Wer mehr über die Haltung von Legehennen erfahren möchte, der schaue im Sonderportal der "Arbeitsgemeinschaft für artgerechte Nutztierhaltung" e.V. nach unter www.eier-deklaration.de.
burghard
Gast
Danke für diesen Artikel. Lebensmittel sind bei uns generell zu billig; Qualität ist so nicht finanzierbar.
Meine Eier beziehe ich auf dem Markt bei einem mir bekannten Bauern mit richtigen Mistkratzern auf dem Hof. Das ist für mich ein Glücksfall und vermutlich die einzige Möglichkeit, wenigstens ungefähr zu erfahren, was man auf den Teller bekommt ...
Keine Eier mehr zu essen bzw. den Konsum stark zu drosseln ist sicher der beste Weg, genauso wie beim Fleisch.
Fairtradefreak
Gast
Ich finde es einerseits super, dass hier die Tatsachen mal auf den Tisch kommen - andererseits birgt die Überschrift allein schon eine große Gefahr künftig wiederum als Beleg für eine der üblichen Ausreden "Bio sagt auch nix, da kann ich gleich normales Essen kaufen und mir das Geld sparen." verwendet zu werden. Kaum einer der Leute, die Bestätigung für solche Ausreden suchen, wird den Text so weit lesen, dass er versteht, dass dieser Artikel eine Aufforderung zu echtem Bio beinhaltet und Bio nicht grundsätzlich als Lüge hinstellt, sondern "nur" im Bereich von Tier- speziell Hühnerprodukten die Schwachstellen aufzeigt.
Und ich behaupte mal: auch viele andere Leute beschränken sich auf das Lesen von Überschrift und ein paar Zeilen und auch für die wird es dann in Zukunft heißen, dass sie eben doch nicht die Biovariante wählen...
und ich vertrete nach wie vor die Auffassung, dass Bio zwar auch ein Übel ist (Züchtungen wie beschrieben, Sexen und Musen von Küken...), aber doch das kleinere und man trotz allem ein Statement abgibt, wenn man Bio wählt. Man beweist auf jeden Fall eine höhere Zahlbereitschaft, wenn Bio draufsteht und das gibt den Produzenten vielleicht auch Mut, es mit ECHTEM Bio zu versuchen.
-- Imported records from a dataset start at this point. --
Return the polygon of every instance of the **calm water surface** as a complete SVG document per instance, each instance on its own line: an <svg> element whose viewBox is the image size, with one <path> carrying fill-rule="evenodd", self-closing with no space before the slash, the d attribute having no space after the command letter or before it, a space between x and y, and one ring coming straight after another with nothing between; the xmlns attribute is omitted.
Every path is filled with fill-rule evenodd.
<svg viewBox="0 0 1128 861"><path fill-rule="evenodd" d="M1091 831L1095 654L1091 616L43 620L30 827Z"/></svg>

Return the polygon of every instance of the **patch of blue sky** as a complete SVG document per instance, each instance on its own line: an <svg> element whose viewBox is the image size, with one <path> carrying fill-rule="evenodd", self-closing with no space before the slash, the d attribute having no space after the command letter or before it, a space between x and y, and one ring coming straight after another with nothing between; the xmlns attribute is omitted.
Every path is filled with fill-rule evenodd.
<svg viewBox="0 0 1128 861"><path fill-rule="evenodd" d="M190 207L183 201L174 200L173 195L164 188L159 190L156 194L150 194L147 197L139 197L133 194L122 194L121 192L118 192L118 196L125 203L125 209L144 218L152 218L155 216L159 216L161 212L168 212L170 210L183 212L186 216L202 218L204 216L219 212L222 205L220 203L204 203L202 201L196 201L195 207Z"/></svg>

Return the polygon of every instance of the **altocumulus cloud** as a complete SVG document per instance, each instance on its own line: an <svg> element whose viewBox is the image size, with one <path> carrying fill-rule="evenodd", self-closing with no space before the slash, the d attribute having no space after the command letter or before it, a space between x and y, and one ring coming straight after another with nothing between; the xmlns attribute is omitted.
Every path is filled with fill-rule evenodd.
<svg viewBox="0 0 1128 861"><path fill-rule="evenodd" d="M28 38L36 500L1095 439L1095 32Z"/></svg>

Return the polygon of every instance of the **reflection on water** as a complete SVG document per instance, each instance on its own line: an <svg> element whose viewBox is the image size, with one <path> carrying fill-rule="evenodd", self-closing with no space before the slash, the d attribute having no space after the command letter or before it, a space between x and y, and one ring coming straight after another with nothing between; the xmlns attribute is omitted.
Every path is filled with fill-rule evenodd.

kurz zu mir als "Hintergrundinfo", damit hier keiner was in den falschen Hals bekommt:
Ich habe auch schon oftmals angemerkt, dass es kein echtes Bioei gibt - vor allem wegen Züchtungen und der Tatsache, dass ein Huhn normalerweise erst nach dem Ausbrüten einem Biobetrieb zugeteilt wird, also sogar männliche Bioküken sozusagen gemust usw. werden - und in viel Bio nicht so viel Gutes drinsteckt, wie man gerne glauben würde.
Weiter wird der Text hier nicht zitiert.